The Critical Systems Research Group’s (CriSys) research interests are in the general area of software engineering; in particular, software development for critical software applications — applications where incorrect operation of the software could lead to loss of life, substantial material or environmental damage, or large monetary losses. The long-term goal of our research activities is the development of a comprehensive framework for the development of software for critical software systems. Our work has focused on some of the most difficult and least understood aspects of software development—requirements specification and validation/verification.

Recent Publications

The Risks of Coverage-Directed Test Case Generation

A number of structural coverage criteria have been proposed to measure the adequacy of testing efforts. In the avionics and other critical systems domains, test suites satisfying structural coverage criteria are mandated by standards. With the advent of powerful automated test generation tools, it is tempting to simply generate test inputs to satisfy these structural coverage criteria. However, while techniques to produce coverage-providing tests are well established, the effectiveness of such approaches in terms of fault detection ability has not been adequately studied.

Machine-Checked Proofs For Realizability Checking Algorithms

Virtual integration techniques focus on building architectural models of systems that can be analyzed early in the design cycle to try to lower cost, reduce risk, and improve quality of complex embedded systems. Given appropriate architectural descriptions, assume/guarantee contracts, and compositional reasoning rules, these techniques can be used to prove important safety properties about the architecture prior to system construction.

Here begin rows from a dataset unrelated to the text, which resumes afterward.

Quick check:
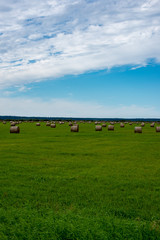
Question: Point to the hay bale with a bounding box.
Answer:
[71,124,79,132]
[95,125,102,131]
[156,127,160,132]
[150,122,155,127]
[141,122,145,127]
[108,125,114,131]
[134,127,142,133]
[10,126,20,133]
[50,123,56,128]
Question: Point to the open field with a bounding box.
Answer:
[0,123,160,240]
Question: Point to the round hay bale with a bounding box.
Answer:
[71,124,79,132]
[134,127,142,133]
[108,125,114,131]
[95,125,102,131]
[10,126,20,133]
[50,123,56,128]
[156,127,160,132]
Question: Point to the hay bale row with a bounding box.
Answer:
[50,123,56,128]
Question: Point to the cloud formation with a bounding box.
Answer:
[0,97,160,118]
[0,0,160,88]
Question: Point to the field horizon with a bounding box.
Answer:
[0,122,160,240]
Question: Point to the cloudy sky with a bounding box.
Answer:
[0,0,160,118]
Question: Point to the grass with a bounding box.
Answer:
[0,123,160,240]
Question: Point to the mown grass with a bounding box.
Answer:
[0,123,160,240]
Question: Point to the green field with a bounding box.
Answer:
[0,123,160,240]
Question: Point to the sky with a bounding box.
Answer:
[0,0,160,118]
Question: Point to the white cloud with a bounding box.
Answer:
[0,98,160,118]
[0,0,160,88]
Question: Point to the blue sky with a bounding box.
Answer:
[0,0,160,118]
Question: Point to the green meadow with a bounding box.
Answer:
[0,122,160,240]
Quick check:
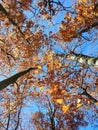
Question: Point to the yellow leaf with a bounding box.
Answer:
[56,98,63,104]
[62,105,69,113]
[95,102,98,106]
[77,103,82,108]
[39,86,44,90]
[77,99,81,103]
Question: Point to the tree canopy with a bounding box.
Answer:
[0,0,98,130]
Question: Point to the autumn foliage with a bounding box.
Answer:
[0,0,98,130]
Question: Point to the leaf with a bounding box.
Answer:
[62,105,69,113]
[39,86,44,90]
[77,103,82,108]
[56,98,63,104]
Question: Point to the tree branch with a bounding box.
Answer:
[0,68,37,91]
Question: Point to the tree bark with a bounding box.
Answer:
[0,68,37,91]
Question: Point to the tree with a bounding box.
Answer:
[0,0,98,130]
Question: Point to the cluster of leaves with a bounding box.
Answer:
[0,0,98,130]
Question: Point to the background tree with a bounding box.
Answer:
[0,0,98,130]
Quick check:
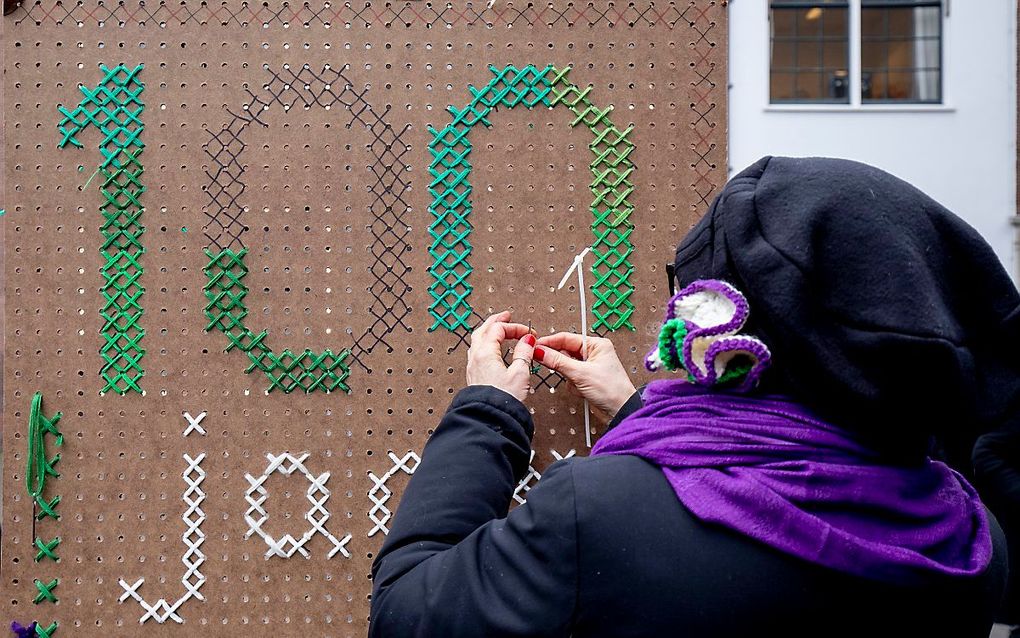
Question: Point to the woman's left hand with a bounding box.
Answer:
[467,310,534,401]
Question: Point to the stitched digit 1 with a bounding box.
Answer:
[57,64,145,395]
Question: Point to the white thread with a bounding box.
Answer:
[185,412,205,436]
[513,450,542,505]
[368,451,421,536]
[552,449,577,460]
[119,453,205,624]
[556,246,592,449]
[245,452,351,560]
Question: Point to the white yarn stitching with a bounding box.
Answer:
[245,452,352,559]
[185,412,205,436]
[368,451,421,536]
[119,453,205,624]
[513,450,542,505]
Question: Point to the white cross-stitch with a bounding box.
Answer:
[119,453,205,624]
[185,412,205,436]
[368,451,421,536]
[245,452,351,559]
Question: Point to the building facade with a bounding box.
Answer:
[729,0,1020,281]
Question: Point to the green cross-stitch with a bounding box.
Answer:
[428,64,634,332]
[204,249,351,393]
[32,578,60,604]
[57,64,145,394]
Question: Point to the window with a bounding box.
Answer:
[769,0,942,104]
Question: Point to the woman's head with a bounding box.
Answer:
[675,157,1020,454]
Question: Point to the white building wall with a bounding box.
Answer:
[729,0,1020,281]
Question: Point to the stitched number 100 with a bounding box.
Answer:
[57,64,145,394]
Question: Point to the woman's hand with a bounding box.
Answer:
[533,333,636,421]
[467,310,534,401]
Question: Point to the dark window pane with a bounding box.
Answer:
[770,1,850,103]
[796,71,825,101]
[769,71,797,101]
[861,0,941,103]
[822,42,847,70]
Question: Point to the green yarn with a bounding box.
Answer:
[659,318,687,371]
[428,64,634,332]
[24,392,63,518]
[36,621,57,638]
[36,536,60,562]
[57,64,145,394]
[718,356,754,385]
[32,578,60,604]
[24,392,63,624]
[203,248,351,393]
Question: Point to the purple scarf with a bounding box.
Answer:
[592,381,991,583]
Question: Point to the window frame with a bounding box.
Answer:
[763,0,955,112]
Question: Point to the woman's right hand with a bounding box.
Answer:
[532,333,638,421]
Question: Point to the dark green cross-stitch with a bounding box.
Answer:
[57,64,145,394]
[204,248,351,393]
[428,64,634,332]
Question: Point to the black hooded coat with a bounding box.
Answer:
[370,158,1020,638]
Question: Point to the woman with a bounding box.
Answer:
[370,158,1020,638]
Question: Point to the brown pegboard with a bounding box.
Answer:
[0,0,726,636]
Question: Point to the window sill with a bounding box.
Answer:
[764,104,956,113]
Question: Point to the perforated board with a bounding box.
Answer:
[0,0,726,636]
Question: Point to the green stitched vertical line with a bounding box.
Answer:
[552,68,634,330]
[57,64,145,394]
[203,248,351,393]
[428,64,634,333]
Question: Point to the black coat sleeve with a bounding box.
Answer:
[973,419,1020,514]
[369,386,577,638]
[606,390,645,432]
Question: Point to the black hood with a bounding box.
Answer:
[675,157,1020,460]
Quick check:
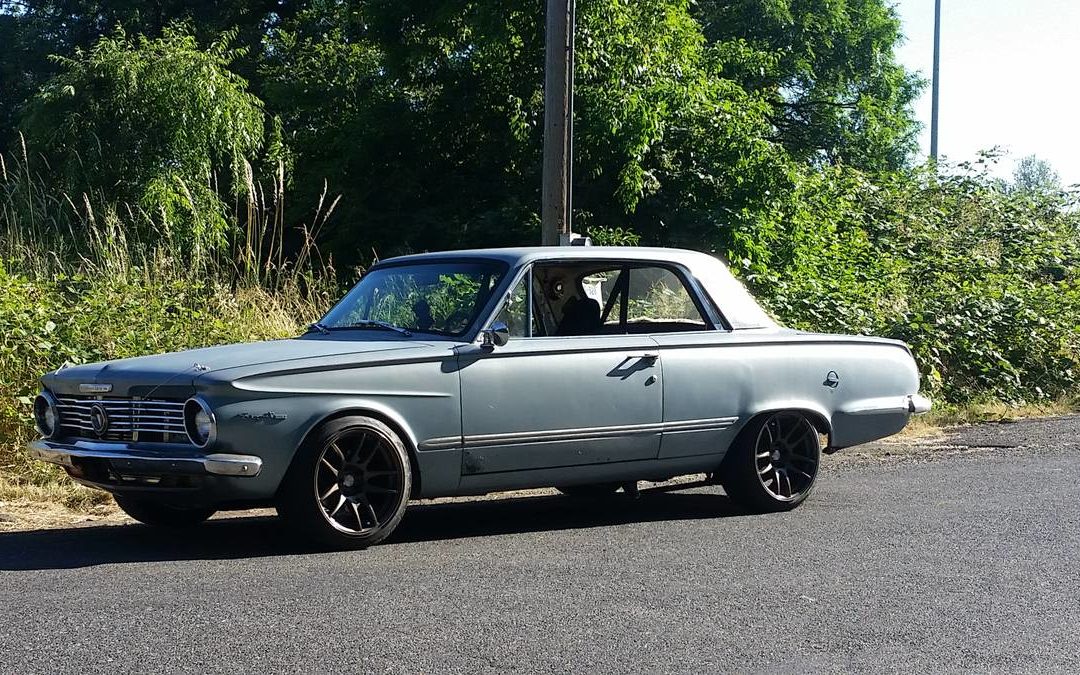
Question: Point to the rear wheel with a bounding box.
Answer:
[278,417,411,549]
[719,410,821,511]
[555,483,621,499]
[112,495,215,528]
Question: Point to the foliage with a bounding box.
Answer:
[732,160,1080,402]
[1012,154,1062,193]
[22,28,264,248]
[694,0,922,171]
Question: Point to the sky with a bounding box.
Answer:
[893,0,1080,185]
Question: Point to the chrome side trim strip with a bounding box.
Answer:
[419,417,739,450]
[417,436,461,450]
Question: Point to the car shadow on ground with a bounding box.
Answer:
[0,486,745,570]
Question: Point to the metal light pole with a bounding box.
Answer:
[930,0,942,163]
[540,0,575,246]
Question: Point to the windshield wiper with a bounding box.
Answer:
[345,319,413,337]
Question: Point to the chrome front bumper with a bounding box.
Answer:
[27,440,262,477]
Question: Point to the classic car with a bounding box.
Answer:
[29,246,930,548]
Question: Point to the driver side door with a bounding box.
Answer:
[459,262,663,479]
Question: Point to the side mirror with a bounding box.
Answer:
[481,321,510,349]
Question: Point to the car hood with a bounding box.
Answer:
[42,334,431,397]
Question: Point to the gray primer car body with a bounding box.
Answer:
[30,246,929,508]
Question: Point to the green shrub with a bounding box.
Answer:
[732,166,1080,403]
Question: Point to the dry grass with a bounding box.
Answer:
[900,397,1080,437]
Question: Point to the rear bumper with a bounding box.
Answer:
[27,440,262,487]
[907,394,933,415]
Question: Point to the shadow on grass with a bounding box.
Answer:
[0,486,745,570]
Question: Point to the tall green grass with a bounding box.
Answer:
[0,139,339,505]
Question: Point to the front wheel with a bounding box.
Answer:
[112,495,215,528]
[719,410,821,511]
[278,417,413,549]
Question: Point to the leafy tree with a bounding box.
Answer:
[22,28,265,244]
[1012,154,1062,193]
[0,0,295,144]
[262,0,788,264]
[694,0,922,171]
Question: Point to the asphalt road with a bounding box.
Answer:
[0,418,1080,673]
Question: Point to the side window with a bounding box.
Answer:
[626,267,707,333]
[496,275,529,337]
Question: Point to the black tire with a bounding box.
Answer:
[112,495,216,528]
[555,483,622,499]
[719,410,821,512]
[278,416,413,550]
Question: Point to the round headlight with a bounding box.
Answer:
[33,391,60,438]
[184,396,217,447]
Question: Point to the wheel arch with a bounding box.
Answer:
[286,404,423,497]
[739,402,833,446]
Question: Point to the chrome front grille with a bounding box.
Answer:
[57,396,188,443]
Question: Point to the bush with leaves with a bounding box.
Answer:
[743,160,1080,403]
[21,27,266,248]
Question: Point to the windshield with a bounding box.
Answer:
[319,260,505,337]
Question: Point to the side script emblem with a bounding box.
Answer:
[79,382,112,394]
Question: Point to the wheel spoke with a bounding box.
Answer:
[364,469,397,478]
[360,497,379,527]
[349,501,364,529]
[788,467,813,481]
[320,455,337,477]
[329,495,349,518]
[364,485,397,495]
[349,433,367,464]
[319,483,338,501]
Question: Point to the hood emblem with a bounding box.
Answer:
[79,382,112,394]
[90,403,109,436]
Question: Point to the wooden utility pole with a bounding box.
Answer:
[930,0,942,163]
[540,0,575,246]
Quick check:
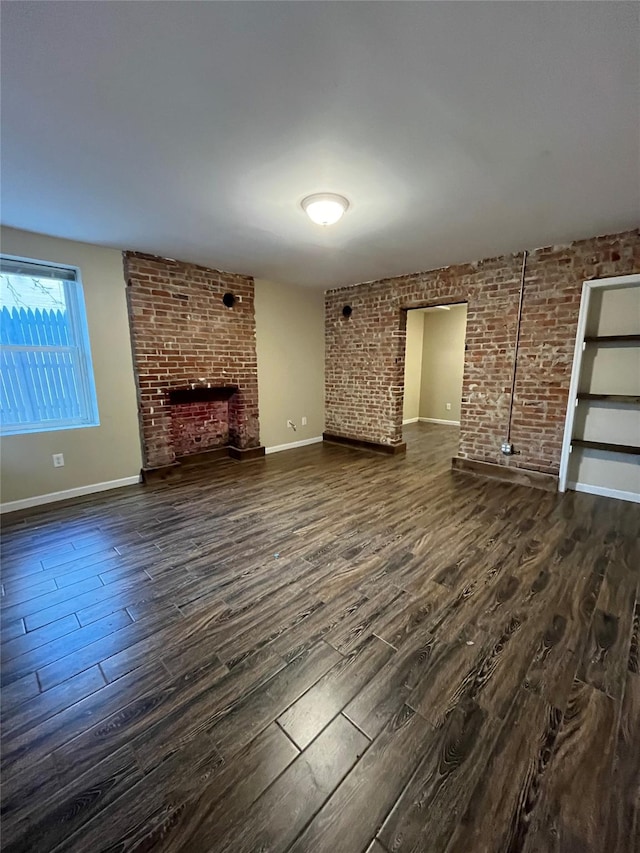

A Reference Model for Simulating Agile Processes

Agile development processes are popular when attempting to respond to changing requirements in a controlled manner; however, selecting an ill-suited process may increase project costs and risk. Before adopting a seemingly promising agile approach, we desire to evaluate the approach's applicability in the context of the specific product, organization, and staff. Simulation provides a means to do this. However, in order to simulate agile processes we require both the ability to model individual behavior as well as the decoupling of the process and product.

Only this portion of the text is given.